An Islamic apology to Armenians

An Islamic apology to Armenians

On April 24, the day that Armenians all around the world remember their Great Catastrophe – or their ethnic cleansing from Anatolia in 1915 – a very interesting piece appeared in Turkish daily Star. Its writer was Hakan Albayrak, a committed Muslim, even an “Islamist,” and a veteran of the Gaza Flotilla of 2010. And his headline was simple and blunt enough: “We have to apologize to the Armenians.”

“Bismillahirrahmanirrahim,” was the opening line of the piece, a customary Islamic motto which means, “In the name of Allah, the compassionate, the merciful.” Then Albayrak, with my translation, wrote the following:

“Today is April 24. The day of mourning for our Armenian compatriots. The day they remember the cruelty of 1915.

We should share their pain, without asking, ‘Do they share ours?’ Everybody is responsible for his own humanity.

We cannot make excuses for the violent murders of thousands, tens of thousands, or hundreds of thousands of Armenians by Muslims. We should not see this as excusable. It would not be fair for the umma [faith community] of the Prophet of Mercy [Muhammad].

This is a shameful page in history. I wish we could tear it apart. We cannot tear it apart, but we can perhaps put a note under it: ‘The grandsons of the people who committed those unspeakable crimes against the Armenians apologized and refused to honor their past.’”

In the rest of his piece, Hakan Albayrak continued to argue that Turks should apologize to Armenians, rather than launching counterpropaganda campaigns against the “Armenian lobby.” He even argued that the Turkish government needs to pay compensation to the “representatives of the Armenian people.” It could even be paid to the Armenian Republic, “if it accepted to withdraw from the Azeri territories that it occupies.”

The piece created some controversy in Turkey, especially on the Internet, as some sympathized with its content, while other Turks, especially secular nationalists, condemned it as high treason.
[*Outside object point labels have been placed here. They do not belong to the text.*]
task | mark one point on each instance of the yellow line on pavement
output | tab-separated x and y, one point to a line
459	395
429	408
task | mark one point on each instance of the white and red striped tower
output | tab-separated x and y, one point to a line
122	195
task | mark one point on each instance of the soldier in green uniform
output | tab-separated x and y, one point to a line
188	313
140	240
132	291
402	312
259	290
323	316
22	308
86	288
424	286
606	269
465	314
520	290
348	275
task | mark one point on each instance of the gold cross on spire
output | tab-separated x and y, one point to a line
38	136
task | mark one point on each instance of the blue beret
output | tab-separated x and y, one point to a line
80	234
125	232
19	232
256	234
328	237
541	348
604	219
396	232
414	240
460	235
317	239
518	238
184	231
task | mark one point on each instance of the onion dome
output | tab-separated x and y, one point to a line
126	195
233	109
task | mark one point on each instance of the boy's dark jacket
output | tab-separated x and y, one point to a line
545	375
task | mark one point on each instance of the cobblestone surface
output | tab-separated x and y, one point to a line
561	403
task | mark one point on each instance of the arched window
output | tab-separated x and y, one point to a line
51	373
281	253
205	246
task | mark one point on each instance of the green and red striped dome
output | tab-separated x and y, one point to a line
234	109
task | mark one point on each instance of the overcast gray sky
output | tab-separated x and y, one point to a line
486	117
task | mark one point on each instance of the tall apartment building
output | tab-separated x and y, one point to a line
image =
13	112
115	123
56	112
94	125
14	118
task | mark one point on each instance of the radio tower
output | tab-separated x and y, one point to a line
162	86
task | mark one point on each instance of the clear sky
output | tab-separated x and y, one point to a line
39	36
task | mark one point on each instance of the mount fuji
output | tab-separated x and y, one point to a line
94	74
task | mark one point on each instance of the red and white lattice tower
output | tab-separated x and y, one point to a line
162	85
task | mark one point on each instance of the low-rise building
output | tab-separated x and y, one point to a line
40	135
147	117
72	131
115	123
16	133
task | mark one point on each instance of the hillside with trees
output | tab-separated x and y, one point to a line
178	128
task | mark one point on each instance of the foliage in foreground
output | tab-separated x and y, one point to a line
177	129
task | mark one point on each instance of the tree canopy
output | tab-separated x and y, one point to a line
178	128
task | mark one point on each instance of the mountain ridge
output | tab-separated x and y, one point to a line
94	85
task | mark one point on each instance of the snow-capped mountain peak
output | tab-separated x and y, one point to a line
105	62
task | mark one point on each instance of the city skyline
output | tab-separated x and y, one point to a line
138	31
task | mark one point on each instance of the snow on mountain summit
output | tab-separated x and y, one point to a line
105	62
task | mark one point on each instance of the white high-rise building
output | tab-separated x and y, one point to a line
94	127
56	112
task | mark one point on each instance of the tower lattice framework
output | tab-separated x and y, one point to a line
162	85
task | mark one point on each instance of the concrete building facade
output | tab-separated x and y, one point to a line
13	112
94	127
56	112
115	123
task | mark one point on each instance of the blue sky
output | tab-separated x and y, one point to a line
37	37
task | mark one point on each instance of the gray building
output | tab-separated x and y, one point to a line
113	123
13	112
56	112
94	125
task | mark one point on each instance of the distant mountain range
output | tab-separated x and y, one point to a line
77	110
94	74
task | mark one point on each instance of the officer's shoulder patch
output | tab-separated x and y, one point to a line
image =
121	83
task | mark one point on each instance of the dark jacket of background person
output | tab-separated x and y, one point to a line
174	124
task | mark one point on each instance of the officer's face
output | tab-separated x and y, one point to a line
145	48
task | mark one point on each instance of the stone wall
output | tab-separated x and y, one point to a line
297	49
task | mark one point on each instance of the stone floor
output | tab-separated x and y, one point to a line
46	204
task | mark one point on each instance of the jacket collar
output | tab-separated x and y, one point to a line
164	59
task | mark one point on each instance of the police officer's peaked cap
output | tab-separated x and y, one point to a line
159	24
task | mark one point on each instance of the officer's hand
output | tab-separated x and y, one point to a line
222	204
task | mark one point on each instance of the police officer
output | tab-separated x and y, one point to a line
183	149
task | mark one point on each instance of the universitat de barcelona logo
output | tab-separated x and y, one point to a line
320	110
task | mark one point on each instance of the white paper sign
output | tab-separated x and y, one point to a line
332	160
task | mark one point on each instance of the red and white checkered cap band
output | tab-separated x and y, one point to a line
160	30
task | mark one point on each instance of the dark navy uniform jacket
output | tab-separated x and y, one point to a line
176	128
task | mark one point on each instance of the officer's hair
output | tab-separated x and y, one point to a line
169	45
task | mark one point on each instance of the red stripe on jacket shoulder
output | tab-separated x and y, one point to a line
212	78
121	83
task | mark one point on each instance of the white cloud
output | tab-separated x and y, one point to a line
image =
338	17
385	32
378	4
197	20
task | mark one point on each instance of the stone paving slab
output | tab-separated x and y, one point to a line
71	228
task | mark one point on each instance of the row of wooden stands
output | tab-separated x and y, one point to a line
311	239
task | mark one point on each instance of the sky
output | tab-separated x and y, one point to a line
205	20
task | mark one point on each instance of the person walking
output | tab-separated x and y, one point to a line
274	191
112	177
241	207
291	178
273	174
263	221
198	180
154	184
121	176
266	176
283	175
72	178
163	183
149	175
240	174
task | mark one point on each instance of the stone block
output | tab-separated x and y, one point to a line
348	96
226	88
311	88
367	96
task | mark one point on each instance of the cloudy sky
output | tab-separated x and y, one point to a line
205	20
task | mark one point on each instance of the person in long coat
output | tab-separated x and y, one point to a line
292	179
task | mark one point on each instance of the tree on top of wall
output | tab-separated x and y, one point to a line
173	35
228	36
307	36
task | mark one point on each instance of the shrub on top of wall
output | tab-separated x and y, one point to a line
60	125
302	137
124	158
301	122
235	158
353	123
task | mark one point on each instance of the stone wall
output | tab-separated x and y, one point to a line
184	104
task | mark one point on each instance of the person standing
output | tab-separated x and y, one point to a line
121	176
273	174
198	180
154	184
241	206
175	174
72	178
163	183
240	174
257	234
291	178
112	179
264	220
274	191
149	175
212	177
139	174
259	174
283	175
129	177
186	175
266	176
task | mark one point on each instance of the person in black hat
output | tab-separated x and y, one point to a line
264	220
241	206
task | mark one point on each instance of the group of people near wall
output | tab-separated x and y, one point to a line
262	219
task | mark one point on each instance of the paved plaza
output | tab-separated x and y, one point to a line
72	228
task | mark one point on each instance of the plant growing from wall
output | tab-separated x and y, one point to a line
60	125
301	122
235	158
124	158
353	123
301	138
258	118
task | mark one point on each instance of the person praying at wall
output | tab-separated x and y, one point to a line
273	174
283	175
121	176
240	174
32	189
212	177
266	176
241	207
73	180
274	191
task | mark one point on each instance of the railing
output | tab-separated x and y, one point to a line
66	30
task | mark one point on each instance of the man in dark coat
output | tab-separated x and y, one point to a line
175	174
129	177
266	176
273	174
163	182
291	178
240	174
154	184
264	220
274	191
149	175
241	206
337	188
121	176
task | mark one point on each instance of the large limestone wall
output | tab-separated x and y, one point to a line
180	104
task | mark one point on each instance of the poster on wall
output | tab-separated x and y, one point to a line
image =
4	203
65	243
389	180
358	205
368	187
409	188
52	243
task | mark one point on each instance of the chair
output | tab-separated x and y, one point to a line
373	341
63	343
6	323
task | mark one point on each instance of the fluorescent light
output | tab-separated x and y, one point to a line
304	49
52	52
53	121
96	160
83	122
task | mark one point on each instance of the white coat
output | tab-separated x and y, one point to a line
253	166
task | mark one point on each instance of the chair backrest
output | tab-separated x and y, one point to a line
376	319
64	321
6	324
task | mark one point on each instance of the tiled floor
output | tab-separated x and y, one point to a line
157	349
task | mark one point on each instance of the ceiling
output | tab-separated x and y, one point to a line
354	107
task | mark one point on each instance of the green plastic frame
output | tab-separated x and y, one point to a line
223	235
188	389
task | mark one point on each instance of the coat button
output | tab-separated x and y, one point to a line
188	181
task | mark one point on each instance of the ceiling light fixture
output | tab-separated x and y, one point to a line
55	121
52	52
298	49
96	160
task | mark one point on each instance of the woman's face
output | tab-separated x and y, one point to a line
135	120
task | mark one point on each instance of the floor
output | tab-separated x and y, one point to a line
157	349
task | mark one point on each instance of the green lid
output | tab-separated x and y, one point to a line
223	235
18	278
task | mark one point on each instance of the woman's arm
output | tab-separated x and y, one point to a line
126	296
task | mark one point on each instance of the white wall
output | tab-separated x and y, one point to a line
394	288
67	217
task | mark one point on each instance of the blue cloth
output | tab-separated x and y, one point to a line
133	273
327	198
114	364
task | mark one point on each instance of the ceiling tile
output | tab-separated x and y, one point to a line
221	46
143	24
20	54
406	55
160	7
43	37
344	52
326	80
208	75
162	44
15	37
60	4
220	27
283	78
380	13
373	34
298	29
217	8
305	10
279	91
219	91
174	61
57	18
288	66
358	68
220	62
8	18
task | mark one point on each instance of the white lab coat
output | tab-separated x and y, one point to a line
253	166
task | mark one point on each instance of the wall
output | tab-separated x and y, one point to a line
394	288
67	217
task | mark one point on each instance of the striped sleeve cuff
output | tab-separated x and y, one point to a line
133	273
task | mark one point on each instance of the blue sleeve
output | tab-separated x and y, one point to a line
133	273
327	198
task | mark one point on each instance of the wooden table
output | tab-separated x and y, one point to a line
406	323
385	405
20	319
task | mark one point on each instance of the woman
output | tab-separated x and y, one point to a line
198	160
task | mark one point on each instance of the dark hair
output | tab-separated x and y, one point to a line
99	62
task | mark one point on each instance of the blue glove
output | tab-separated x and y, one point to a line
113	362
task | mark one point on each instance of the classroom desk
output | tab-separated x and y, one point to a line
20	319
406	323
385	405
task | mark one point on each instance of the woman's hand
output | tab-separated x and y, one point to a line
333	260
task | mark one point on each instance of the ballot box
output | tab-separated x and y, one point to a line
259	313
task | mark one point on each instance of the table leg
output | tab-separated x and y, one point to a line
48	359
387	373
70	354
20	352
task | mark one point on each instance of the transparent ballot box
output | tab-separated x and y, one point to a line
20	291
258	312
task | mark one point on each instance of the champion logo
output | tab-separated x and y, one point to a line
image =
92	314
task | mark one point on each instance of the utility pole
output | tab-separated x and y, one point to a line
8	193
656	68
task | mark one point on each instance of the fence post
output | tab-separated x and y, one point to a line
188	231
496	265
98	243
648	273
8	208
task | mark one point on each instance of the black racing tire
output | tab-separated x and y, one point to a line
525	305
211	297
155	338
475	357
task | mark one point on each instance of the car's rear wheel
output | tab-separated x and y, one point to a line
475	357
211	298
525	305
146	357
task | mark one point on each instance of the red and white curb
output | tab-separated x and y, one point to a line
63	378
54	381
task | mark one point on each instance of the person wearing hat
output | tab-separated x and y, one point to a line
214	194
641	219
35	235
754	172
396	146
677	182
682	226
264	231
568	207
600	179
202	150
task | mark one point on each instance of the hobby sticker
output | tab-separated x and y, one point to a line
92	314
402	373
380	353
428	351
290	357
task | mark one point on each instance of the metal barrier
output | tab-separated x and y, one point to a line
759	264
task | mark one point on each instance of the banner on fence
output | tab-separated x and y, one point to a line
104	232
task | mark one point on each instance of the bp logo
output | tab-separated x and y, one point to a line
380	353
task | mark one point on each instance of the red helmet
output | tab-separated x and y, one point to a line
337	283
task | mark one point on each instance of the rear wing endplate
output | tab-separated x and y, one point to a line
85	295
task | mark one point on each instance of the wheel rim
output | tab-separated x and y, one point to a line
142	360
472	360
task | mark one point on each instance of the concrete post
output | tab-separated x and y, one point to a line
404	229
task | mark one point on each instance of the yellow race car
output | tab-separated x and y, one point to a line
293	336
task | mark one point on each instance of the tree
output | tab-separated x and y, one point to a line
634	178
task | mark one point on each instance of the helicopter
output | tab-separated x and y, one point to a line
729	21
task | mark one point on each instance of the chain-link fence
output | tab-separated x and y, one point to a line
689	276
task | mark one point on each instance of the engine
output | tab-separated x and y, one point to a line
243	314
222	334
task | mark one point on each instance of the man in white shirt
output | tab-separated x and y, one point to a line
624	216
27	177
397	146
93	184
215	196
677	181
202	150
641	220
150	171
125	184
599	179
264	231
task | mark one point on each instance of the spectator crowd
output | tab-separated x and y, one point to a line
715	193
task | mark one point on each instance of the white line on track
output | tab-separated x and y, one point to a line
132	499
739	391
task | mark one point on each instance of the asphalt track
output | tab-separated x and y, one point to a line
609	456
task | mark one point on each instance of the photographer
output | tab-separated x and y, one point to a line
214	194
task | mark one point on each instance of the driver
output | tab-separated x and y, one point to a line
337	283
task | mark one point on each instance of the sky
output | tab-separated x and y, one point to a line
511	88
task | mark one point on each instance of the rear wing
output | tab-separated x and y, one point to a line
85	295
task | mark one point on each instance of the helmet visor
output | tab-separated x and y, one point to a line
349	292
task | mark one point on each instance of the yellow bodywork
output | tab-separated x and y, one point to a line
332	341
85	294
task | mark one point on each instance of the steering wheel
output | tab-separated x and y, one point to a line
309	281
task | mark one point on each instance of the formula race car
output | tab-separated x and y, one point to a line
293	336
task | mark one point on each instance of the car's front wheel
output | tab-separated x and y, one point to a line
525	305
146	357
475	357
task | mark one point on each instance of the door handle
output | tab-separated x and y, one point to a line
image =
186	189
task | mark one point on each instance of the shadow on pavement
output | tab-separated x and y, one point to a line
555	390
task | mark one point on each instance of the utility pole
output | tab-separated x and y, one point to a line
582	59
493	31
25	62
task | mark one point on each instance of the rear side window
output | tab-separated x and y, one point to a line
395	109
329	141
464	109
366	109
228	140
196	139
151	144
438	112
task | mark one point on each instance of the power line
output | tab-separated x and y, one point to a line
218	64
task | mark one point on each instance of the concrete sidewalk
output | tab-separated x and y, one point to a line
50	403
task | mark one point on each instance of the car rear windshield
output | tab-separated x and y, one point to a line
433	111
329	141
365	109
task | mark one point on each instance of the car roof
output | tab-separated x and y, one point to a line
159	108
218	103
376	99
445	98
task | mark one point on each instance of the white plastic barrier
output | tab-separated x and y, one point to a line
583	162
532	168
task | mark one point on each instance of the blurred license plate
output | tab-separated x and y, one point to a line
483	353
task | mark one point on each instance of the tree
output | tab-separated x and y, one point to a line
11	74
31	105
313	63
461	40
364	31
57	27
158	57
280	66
For me, all this was a confirmation of what I have argued in these pages: The Islamic camp in Turkey is more inclined than the secular Kemalists to be self-critical on what really happened to Ottoman Armenians during World War I. The expressions of this difference have even led some Kemalists to depict the leaders of the “Islamist” AKP (Justice and Development Party) to be “pro-Armenian” or even “crypto-Armenian.” (See my pieces, “Why Erdoğan is ‘Armenian-minded,’” 11/29/2011, and “Ahmet Davutoğlu: Yet another crypto-Armenian?” 1/8/2010)

The roots of this gap lie in the different paradigms that these two largest camps in Turkish politics refer to: The Kemalists are the sentinels of Turkish nationalism, a secular ideology, which was also the driving force behind the ethnic cleansing of Ottoman Armenians in 1915. The Islamic conservatives, on the other hand, believe in the older paradigm that had allowed the Armenians to co-exist with Turks and Kurds for centuries, in line with Islam’s respect for “the People of the Book.” Their very Islamism, in other words, is what makes them more compassionate to Armenians.

Of course, not every Islamic figure is as bold and progressive on this issue as Hakan Albayrak. Yet still, his piece, and the support it has gathered among the conservatives, is a notable sign for the future. It signals that Turkey’s progress on the “Armenian issue,” just like in the “Kurdish issue,” will be spearheaded by Islamic minds more than secular ones.